Hopefully, your bank has pulled all your advertising and major marketing campaigns around products for the months of November and December as those two months are the most ineffective to promote bank products. Not only are people and businesses distracted during those times, but banks have to compete against a barrage of other advertising and marketing messages from retailers. Given higher advertising prices and lower response rates, December and November, respectively, are the two worst months for marketing return on investment. If you don’t keep the data, you would at least know this as we published this back in 2013 (Here). Now, we update our data to get you the latest so your bank can be more effective.
The January Effect
Back in 2013, to many bank’s surprise, we highlighted the fact that the first two weeks in January were excellent times to market and convert customers, as both inquiries and account openings were strong. Since we published that blog, we have looked at Google search engine data for the last 10 years and find two material trends that banks can take advantage of.
The first is that the “January Effect” is alive and well. The first five weeks of the year is a time when many households and business start to execute on their new year’s resolutions in getting their financial house in order. Bank switching is at its high, as is new account opening for things like 401(k)s, 529 college savings plans, health savings accounts, checking and savings.
The Digital Effect
The second interesting aspect that the data shows is that the January Effect is more pronounced than as it has been in past years. This is due to two aspects. One is that with the rise of mobile, we find more customers doing research on both banks and products on their phones. This is more than just cannibalization of desktop search, but an expansion of research by both consumers and businesses. The other driver of the digital January Effect is the fact that with more banks having online account opening capabilities weather becomes less of a factor. Thus, when a potential customer does his or her research online they can now shorten the conversion time cycle and go right to the bank of choice and open an account online. Weather, it now seems, presents less friction.
To that point, 2015 marks the first year that “online” appears in the top five search terms in most every major category. Thus, not only do potential customers want to research savings or checking accounts, but they are now specifically looking for “online savings accounts” and moving directly to opening them online. This has served to amplify the January Effect.
Other Actionable Takeaways from the Data
In addition to the above, here are 10 other items from the 10 years’ worth of data that we have collected that every bank manager and marketer should know:
- Next to November and December, the post-tax time period between mid-April through mid-June is the next worst time to market deposit products.
- Retail customers are very sensitive (and responsive) to anything having to do with retirement in January.
- Marketing health savings accounts (HSA) is generally a bank’s best marketing return on investment. Not only are customers responsive, but few banks do it, so you stand out.
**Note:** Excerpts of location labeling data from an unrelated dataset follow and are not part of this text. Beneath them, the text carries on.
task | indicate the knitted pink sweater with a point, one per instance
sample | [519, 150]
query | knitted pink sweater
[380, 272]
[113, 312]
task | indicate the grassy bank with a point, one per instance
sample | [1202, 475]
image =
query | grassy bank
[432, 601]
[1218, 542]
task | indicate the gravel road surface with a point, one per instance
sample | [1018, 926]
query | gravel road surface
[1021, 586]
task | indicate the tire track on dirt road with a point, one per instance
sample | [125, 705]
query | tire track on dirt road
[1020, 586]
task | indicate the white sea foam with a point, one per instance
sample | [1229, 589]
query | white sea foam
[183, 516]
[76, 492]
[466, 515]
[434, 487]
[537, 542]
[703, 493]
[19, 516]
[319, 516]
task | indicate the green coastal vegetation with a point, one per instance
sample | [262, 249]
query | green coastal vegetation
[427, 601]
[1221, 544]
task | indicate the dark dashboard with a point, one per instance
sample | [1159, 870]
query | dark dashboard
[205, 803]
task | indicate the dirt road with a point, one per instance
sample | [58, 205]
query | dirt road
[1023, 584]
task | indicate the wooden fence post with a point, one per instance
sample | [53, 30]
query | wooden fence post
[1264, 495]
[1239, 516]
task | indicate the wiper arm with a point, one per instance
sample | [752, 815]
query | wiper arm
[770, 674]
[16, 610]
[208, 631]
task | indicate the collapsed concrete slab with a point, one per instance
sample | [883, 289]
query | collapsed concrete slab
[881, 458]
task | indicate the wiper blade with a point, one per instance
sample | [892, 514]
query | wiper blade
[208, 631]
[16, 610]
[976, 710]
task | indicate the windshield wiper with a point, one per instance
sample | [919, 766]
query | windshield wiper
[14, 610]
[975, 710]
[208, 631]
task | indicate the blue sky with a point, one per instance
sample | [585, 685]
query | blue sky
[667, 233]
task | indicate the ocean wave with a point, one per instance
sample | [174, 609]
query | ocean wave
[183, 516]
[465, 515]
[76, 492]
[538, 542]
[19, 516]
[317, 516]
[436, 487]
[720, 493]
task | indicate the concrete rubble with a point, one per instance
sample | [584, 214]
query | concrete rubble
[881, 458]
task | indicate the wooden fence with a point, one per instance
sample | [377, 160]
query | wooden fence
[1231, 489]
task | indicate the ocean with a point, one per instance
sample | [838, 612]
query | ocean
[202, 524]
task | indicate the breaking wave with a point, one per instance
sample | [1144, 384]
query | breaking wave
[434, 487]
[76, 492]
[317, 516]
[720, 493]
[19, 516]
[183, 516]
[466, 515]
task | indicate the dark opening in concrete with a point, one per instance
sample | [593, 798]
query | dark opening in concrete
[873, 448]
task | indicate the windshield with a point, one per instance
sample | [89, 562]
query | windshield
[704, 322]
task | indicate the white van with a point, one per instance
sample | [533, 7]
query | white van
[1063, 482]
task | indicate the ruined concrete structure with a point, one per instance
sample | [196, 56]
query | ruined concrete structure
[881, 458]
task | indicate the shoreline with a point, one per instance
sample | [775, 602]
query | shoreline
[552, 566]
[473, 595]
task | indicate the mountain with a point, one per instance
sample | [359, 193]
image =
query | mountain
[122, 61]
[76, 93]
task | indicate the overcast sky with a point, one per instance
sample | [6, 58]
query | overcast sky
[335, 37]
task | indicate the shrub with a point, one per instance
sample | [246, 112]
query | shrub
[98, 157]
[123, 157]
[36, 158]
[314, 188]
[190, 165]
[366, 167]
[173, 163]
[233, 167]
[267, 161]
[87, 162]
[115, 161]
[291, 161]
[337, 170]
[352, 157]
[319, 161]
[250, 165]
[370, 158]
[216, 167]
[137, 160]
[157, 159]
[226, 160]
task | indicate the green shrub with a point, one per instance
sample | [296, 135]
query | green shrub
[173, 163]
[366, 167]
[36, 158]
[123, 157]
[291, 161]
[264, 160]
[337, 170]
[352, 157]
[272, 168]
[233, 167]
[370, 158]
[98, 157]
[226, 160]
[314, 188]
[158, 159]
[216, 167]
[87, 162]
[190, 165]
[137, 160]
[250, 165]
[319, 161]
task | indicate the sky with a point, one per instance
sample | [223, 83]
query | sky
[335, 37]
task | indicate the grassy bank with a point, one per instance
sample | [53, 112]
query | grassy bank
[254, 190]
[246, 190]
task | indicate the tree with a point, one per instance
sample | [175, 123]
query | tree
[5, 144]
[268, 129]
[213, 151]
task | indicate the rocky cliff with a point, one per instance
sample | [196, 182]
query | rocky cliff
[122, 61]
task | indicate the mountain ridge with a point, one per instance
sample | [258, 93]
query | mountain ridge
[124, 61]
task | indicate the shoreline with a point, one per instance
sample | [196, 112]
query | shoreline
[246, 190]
If you are going to market your HSA, it is best to market in February to new customers and October for existing customers (reminding them of the account and how to use it).
- It is 26% more effective to market a checking account than it is a savings account.
- It is 20% more effective to market a savings account over a money market account.
- It is 50% more effective to market a money market account over a certificate of deposit (CD).
- Unless you are marketing on rate, CDs are one of the worst marketing investments you can make of any major deposit account category.
- Customers are very responsive to any account that is “free” and any type of rate promotion.
- Chase, Wells Fargo, Citibank, PNC, SunTrust and Ally (in that order) have the most effective deposit marketing.
- USAA does the best of any community bank when it comes to deposit account marketing
Putting the Data into Action
It is important to remember that the above is an aggregation of data from across the US and that marketing responsiveness varies by customer base and geography. This is why it is important for every bank to experiment, record and analyze the data in order to improve their return. In general, banks can make better use of their marketing efforts by frontloading their budget during the first quarter of the year and then going dark through the “red times” highlighted on the chart. Marketing specific products like health savings accounts, free checking, interest checking, business checking and any account that you can open online (if you have the capabilities) is usually your best deposit account marketing return on investment.
Stay tuned over the next couple weeks, as we will be looking at marketing mortgage, commercial loan and fee lines of business. Until then, we will offer one more major insight to ponder – marketing ROI and interest rate movement are positively correlated. That is, when rates rise, consumers and businesses are more responsive to deposit account marketing. Given that the Fed is likely to move rates for the first time in seven years this month, January could be the best time in more than a decade to market your deposit products. You should get your campaigns ready.